Each pair of differenced DEMs were co-registered to each other before change measurements were made67 (Table 2). Large corrections (> 20 m in x, y and z) were necessary to correct the ASTER DEM in order to align areas of stable terrain. Each DEM of the pair was also co-registered to ICESat-2 bedrock elevations derived from ATL08 strong beam points68 acquired from OpenAltimetry69 to reveal co-registration offsets (indicating absolute error) between all three elevation sources67. During co-registration we correct slope- and aspect-dependent warping of elevation values following a standard procedure used by several large-scale glacier mass balance analyses33,42. Generally, warping is particularly prevalent in regions of high slope where small offsets in x and y generate large z offsets70.

DEM differencing

To measure glacier surface elevation change across the five glaciers, the historical DEM (1968) was differenced from the modern reference DEM (2021) and a DEM from just prior to the LBIS collapse (2001). To determine the post-collapse component of the net 1968–2021 difference, the 2001 DEM was also differenced from the 2021 DEM. Voids in differenced DEMs were filled with interpolated values generated with Simple Kriging using up to 20 neighbours (Supplementary Material 4). The void-filled differenced DEMs were used for calculating mean glacier elevation changes71 over an areal extent that encompassed the main trunk and tributaries of each glacier. Glacier outlines were manually digitised by visual interpretation. The development of a floating ice tongue and extensive sea ice in 2021 obscured an obvious terminus position for Crane Glacier24, so the terminus for 2021 was picked at the first major lateral crevasse where downstream is predominantly fragmented ice. Boundaries in the upper catchment were defined at the uppermost ice cliffs which are distinct in slope data.

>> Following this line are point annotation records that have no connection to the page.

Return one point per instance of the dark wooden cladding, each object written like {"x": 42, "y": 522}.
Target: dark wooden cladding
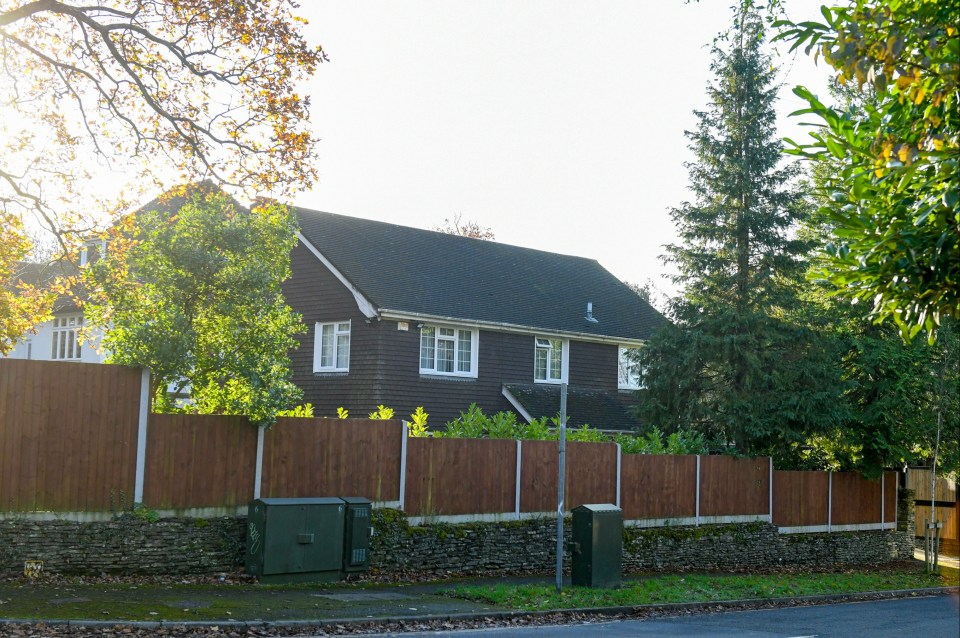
{"x": 801, "y": 498}
{"x": 856, "y": 500}
{"x": 460, "y": 476}
{"x": 734, "y": 487}
{"x": 332, "y": 457}
{"x": 68, "y": 434}
{"x": 658, "y": 486}
{"x": 198, "y": 460}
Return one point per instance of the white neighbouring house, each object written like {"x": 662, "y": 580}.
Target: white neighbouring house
{"x": 57, "y": 339}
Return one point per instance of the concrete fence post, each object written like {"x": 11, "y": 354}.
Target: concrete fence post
{"x": 403, "y": 464}
{"x": 142, "y": 418}
{"x": 517, "y": 480}
{"x": 258, "y": 467}
{"x": 697, "y": 513}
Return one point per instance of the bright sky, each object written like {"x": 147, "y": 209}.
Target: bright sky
{"x": 558, "y": 124}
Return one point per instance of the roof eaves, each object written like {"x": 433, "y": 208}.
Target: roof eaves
{"x": 404, "y": 315}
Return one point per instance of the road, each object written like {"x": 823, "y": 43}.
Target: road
{"x": 931, "y": 617}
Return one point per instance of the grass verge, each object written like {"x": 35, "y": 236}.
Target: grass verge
{"x": 703, "y": 587}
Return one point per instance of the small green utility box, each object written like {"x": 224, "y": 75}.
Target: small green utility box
{"x": 356, "y": 538}
{"x": 597, "y": 546}
{"x": 295, "y": 539}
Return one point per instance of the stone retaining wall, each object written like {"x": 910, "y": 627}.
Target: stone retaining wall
{"x": 180, "y": 546}
{"x": 126, "y": 545}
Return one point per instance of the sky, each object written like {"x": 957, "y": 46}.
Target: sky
{"x": 557, "y": 124}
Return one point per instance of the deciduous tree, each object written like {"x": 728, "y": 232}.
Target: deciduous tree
{"x": 203, "y": 88}
{"x": 894, "y": 207}
{"x": 466, "y": 228}
{"x": 195, "y": 296}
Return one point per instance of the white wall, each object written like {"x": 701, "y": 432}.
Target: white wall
{"x": 39, "y": 346}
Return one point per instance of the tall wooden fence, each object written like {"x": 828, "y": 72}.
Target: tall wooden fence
{"x": 77, "y": 438}
{"x": 938, "y": 502}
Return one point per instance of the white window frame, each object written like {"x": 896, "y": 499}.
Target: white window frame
{"x": 459, "y": 332}
{"x": 549, "y": 344}
{"x": 633, "y": 381}
{"x": 65, "y": 344}
{"x": 338, "y": 331}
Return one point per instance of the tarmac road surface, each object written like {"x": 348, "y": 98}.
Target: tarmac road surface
{"x": 929, "y": 616}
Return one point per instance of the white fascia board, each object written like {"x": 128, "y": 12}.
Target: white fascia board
{"x": 402, "y": 315}
{"x": 366, "y": 307}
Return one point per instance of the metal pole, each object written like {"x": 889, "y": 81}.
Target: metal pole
{"x": 560, "y": 481}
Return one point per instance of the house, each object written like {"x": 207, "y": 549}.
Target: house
{"x": 59, "y": 338}
{"x": 405, "y": 317}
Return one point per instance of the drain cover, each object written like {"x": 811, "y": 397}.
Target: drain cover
{"x": 361, "y": 596}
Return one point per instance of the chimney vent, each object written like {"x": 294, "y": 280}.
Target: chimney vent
{"x": 590, "y": 316}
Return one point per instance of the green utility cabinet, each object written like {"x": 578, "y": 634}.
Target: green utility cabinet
{"x": 597, "y": 545}
{"x": 295, "y": 539}
{"x": 356, "y": 538}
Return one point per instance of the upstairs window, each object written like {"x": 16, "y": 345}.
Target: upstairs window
{"x": 448, "y": 351}
{"x": 332, "y": 347}
{"x": 628, "y": 374}
{"x": 550, "y": 360}
{"x": 66, "y": 338}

The mass balance of grounded ice was calculated using the difference in surface volume for the glacier area upstream of the grounding zone. Mass loss downstream of the grounding zone still contributes to sea-level rise but is difficult to quantify using surface elevation change on dynamic floating ice72. Volume change was calculated by multiplying the mean surface elevation change by the glacier surface area upstream of the grounding zone. MEaSUREs Antarctic grounding line positions for the year 1999 are the only available in this area73 and were used to define the glacier area for volume change calculations of the Jorum, Mapple, Melville and Flask Glaciers. Aberle et al.46 provide a better estimate for the Crane Glacier grounding line position for 2018, so we approximate this within ~ 500 m for volume calculations so that negligible error is induced from floating ice. Volume change was converted to mass units using an density of 917 kg m-3 to provide a first order estimate of water content. Mass loss was converted to sea-level rise equivalent using an ocean surface area74 of 3.625 × 106 km2.

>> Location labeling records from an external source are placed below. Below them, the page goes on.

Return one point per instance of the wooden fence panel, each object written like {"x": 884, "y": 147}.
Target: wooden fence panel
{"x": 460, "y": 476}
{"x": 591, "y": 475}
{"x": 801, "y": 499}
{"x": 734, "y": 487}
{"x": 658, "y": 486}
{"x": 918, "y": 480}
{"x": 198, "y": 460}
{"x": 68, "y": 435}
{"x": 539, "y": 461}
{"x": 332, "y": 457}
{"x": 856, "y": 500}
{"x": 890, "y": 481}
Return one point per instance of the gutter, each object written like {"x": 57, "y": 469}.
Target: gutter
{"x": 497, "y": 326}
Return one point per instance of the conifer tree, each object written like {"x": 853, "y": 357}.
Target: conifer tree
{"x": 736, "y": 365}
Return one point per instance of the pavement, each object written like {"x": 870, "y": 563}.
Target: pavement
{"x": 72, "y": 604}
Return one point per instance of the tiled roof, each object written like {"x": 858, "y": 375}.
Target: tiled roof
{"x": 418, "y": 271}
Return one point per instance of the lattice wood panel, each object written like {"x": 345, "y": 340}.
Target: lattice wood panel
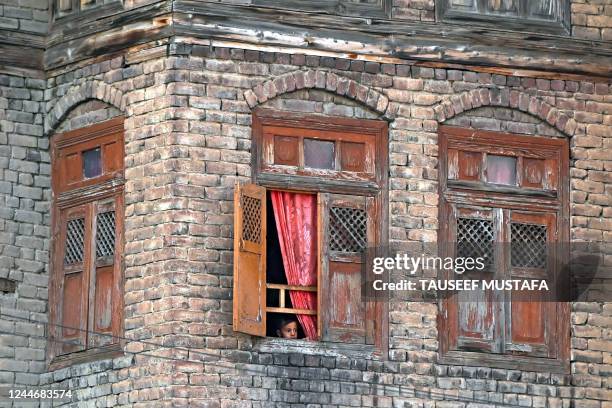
{"x": 348, "y": 230}
{"x": 251, "y": 219}
{"x": 105, "y": 234}
{"x": 528, "y": 248}
{"x": 75, "y": 238}
{"x": 475, "y": 239}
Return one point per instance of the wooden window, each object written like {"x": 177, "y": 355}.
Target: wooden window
{"x": 86, "y": 293}
{"x": 550, "y": 16}
{"x": 351, "y": 196}
{"x": 504, "y": 198}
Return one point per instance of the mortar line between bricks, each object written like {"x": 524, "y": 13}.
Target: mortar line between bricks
{"x": 394, "y": 388}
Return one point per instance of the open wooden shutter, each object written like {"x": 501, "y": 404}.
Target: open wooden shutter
{"x": 347, "y": 230}
{"x": 250, "y": 259}
{"x": 531, "y": 315}
{"x": 475, "y": 315}
{"x": 73, "y": 261}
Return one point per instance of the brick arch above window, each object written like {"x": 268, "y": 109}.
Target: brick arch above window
{"x": 89, "y": 90}
{"x": 507, "y": 98}
{"x": 318, "y": 79}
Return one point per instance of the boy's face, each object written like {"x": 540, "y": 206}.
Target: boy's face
{"x": 289, "y": 331}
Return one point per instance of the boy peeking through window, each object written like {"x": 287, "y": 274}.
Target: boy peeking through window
{"x": 288, "y": 328}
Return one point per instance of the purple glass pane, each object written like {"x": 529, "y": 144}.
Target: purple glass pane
{"x": 92, "y": 163}
{"x": 501, "y": 170}
{"x": 319, "y": 154}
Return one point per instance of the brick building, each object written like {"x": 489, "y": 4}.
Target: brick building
{"x": 125, "y": 126}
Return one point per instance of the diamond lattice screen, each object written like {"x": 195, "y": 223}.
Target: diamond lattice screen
{"x": 251, "y": 219}
{"x": 75, "y": 238}
{"x": 347, "y": 229}
{"x": 475, "y": 239}
{"x": 105, "y": 234}
{"x": 528, "y": 245}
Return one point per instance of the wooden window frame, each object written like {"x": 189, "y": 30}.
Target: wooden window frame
{"x": 89, "y": 197}
{"x": 338, "y": 7}
{"x": 503, "y": 199}
{"x": 560, "y": 26}
{"x": 373, "y": 189}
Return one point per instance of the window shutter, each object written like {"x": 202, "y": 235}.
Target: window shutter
{"x": 474, "y": 315}
{"x": 531, "y": 316}
{"x": 73, "y": 261}
{"x": 347, "y": 232}
{"x": 250, "y": 259}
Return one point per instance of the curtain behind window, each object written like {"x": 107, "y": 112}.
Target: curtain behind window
{"x": 296, "y": 222}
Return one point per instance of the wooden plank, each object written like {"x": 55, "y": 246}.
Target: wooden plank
{"x": 104, "y": 19}
{"x": 488, "y": 47}
{"x": 109, "y": 42}
{"x": 29, "y": 58}
{"x": 291, "y": 310}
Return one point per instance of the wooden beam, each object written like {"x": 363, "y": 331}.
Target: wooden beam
{"x": 21, "y": 53}
{"x": 109, "y": 42}
{"x": 422, "y": 42}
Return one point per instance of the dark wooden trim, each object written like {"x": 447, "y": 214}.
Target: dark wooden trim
{"x": 109, "y": 35}
{"x": 21, "y": 50}
{"x": 336, "y": 7}
{"x": 87, "y": 356}
{"x": 81, "y": 135}
{"x": 78, "y": 17}
{"x": 561, "y": 26}
{"x": 315, "y": 30}
{"x": 334, "y": 183}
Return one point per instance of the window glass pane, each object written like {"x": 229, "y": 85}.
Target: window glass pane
{"x": 92, "y": 163}
{"x": 319, "y": 154}
{"x": 501, "y": 170}
{"x": 475, "y": 239}
{"x": 528, "y": 245}
{"x": 75, "y": 238}
{"x": 105, "y": 234}
{"x": 286, "y": 150}
{"x": 347, "y": 232}
{"x": 352, "y": 156}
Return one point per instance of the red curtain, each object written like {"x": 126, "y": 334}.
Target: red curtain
{"x": 296, "y": 223}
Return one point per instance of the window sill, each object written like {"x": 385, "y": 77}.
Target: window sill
{"x": 510, "y": 362}
{"x": 86, "y": 356}
{"x": 327, "y": 349}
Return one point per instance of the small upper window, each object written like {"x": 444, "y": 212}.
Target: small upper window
{"x": 549, "y": 16}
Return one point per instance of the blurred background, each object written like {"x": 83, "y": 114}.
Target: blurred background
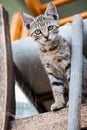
{"x": 66, "y": 9}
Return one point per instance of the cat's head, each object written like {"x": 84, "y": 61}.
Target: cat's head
{"x": 43, "y": 28}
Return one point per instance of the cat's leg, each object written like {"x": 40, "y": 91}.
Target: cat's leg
{"x": 56, "y": 81}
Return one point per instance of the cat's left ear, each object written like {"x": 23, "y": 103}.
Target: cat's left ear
{"x": 27, "y": 20}
{"x": 52, "y": 11}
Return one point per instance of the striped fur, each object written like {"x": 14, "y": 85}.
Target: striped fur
{"x": 55, "y": 52}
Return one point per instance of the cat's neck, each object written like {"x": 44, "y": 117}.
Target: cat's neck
{"x": 50, "y": 46}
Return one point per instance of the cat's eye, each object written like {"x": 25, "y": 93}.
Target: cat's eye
{"x": 38, "y": 31}
{"x": 50, "y": 27}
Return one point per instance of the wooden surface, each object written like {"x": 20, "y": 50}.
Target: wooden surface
{"x": 6, "y": 72}
{"x": 48, "y": 121}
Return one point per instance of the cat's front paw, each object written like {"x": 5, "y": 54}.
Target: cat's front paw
{"x": 57, "y": 106}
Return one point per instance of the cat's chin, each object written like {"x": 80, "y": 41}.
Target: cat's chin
{"x": 46, "y": 42}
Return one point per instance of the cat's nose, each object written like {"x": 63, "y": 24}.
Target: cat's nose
{"x": 46, "y": 37}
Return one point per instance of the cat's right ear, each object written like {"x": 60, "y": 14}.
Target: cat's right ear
{"x": 27, "y": 20}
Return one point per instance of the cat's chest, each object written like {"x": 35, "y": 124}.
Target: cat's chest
{"x": 49, "y": 57}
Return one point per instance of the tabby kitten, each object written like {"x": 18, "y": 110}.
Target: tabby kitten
{"x": 55, "y": 52}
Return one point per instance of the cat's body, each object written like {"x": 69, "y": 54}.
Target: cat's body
{"x": 55, "y": 52}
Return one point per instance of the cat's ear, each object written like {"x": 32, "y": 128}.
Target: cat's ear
{"x": 52, "y": 11}
{"x": 27, "y": 20}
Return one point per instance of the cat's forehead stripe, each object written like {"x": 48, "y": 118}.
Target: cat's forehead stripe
{"x": 41, "y": 20}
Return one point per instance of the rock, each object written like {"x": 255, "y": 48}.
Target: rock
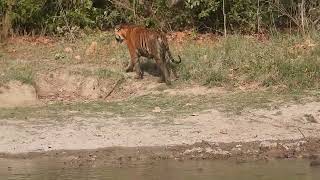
{"x": 68, "y": 50}
{"x": 90, "y": 88}
{"x": 266, "y": 145}
{"x": 92, "y": 49}
{"x": 310, "y": 118}
{"x": 77, "y": 57}
{"x": 156, "y": 110}
{"x": 315, "y": 163}
{"x": 16, "y": 94}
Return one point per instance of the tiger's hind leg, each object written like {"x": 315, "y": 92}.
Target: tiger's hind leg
{"x": 164, "y": 72}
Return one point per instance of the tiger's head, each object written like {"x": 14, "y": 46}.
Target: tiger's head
{"x": 120, "y": 33}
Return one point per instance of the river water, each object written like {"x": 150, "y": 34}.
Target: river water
{"x": 165, "y": 169}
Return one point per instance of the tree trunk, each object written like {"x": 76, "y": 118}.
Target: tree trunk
{"x": 6, "y": 21}
{"x": 258, "y": 16}
{"x": 302, "y": 11}
{"x": 224, "y": 18}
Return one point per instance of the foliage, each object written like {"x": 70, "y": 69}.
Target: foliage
{"x": 48, "y": 15}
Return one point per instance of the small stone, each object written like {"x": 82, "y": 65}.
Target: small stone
{"x": 266, "y": 145}
{"x": 77, "y": 57}
{"x": 315, "y": 163}
{"x": 68, "y": 50}
{"x": 310, "y": 118}
{"x": 156, "y": 110}
{"x": 223, "y": 131}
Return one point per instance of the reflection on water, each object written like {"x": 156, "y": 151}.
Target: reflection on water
{"x": 167, "y": 170}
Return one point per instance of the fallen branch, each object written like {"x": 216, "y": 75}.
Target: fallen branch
{"x": 113, "y": 88}
{"x": 304, "y": 137}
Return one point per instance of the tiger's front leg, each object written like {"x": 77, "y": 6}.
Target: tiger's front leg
{"x": 133, "y": 59}
{"x": 137, "y": 67}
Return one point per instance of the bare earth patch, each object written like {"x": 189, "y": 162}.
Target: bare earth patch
{"x": 71, "y": 133}
{"x": 16, "y": 94}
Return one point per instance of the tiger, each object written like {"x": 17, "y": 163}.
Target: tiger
{"x": 149, "y": 43}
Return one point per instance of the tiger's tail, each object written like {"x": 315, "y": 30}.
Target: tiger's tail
{"x": 168, "y": 53}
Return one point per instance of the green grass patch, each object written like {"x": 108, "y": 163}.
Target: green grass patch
{"x": 243, "y": 60}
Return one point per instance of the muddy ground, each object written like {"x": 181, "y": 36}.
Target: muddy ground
{"x": 120, "y": 120}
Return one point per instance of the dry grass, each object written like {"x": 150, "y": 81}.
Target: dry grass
{"x": 289, "y": 62}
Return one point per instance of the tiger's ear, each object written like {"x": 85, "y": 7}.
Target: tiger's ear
{"x": 117, "y": 28}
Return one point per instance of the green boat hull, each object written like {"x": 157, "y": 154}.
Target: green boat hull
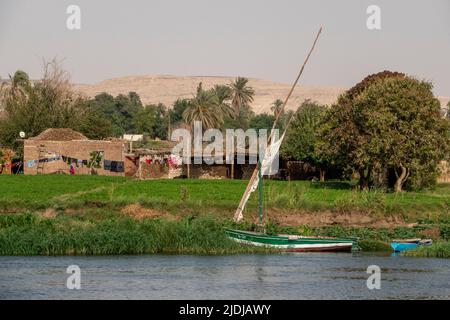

Error assessment and vertical adjustments

For glacier change estimates, only the relative error between differenced DEMs is necessary to assess the uncertainty of the results70. The mean difference in ice-free areas between a pair of differenced DEMs represents systematic uncertainty75. For each differenced DEM, the mean difference of elevation values in all ice-free areas was calculated where slope is < 30° and outliers > 3 standard deviations were removed (Table 2). Typically, the mean offset is calculated for areas where slope is < 20°76 but in the steep-sloped mountains of the Antarctic Peninsula this condition limits almost all ice-free areas. The mean differences were universally subtracted from their respective DEMs76,77 before glacier change was calculated. Post-offset-adjustment, the uncertainty of individual points (standard deviation) was calculated (Table 2) and the variance illustrated with histograms of bedrock difference values (Fig. 7).

Figure 7
figure 7

Histograms of difference values over stable terrain (bedrock where slope is < 30° and outliers > 3 SD are removed) between differenced DEM pairs. Values plotted in grey represent difference values after co-registration but before vertical offset adjustment (i.e., mean difference subtraction). Values plotted in blue represent difference values post-vertical adjustment. *Reported means are for pre-vertical adjustment values (grey).

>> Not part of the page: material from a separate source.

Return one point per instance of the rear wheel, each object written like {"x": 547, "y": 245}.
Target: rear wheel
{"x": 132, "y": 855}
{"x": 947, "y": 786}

When characterising the uncertainty of a mean result, reporting the standard error accounts for the reduction in error that occurs when averaging a large sample size78. We use a standard error equation from Rolstad et al.78 for glaciers of larger spatial extent than the spatial autocorrelation range of the DEMs,

$${\sigma }_{\Delta \overline{h} }^{2}= {\sigma }_{\Delta z}^{2} \frac{1}{5} \frac{{A}_{cor}}{A},$$

where \({\sigma }_{\Delta \overline{h} }\) is the standard error of the mean elevation difference over glacier area A, \({\sigma }_{\Delta z}\) is the standard deviation of the elevation difference over stable terrain, and Acor is the correlation area. We calculated spatial autocorrelation distances of 649 m to 2170 m over slope filtered, outlier-removed, stable terrain (Supplementary Material 5) and used this to determine correlation area for standard error calculations76,77. The error in volume change propagates from the standard error of the mean surface elevation change and the uncertainty in glacier area33,42,70,

$${\sigma }_{\Delta V}^{2}={\sigma }_{\Delta \overline{h} }^{2}+ {\sigma }_{A}^{2},$$

where \({\sigma }_{\Delta V}\) is the standard error of the volume change and \({\sigma }_{A}\) is the area uncertainty. The area uncertainty was calculated for each glacier by finding the area of a buffer around each glacier (with a width equal to the resolution used to define the glacier outline) as a percentage of the glacier area42. Glacio-isostatic adjustment and changes in firn air content may induce some uncertainty but the effects are small over this period compared to the total magnitude of change and are therefore ignored for the purposes of this work.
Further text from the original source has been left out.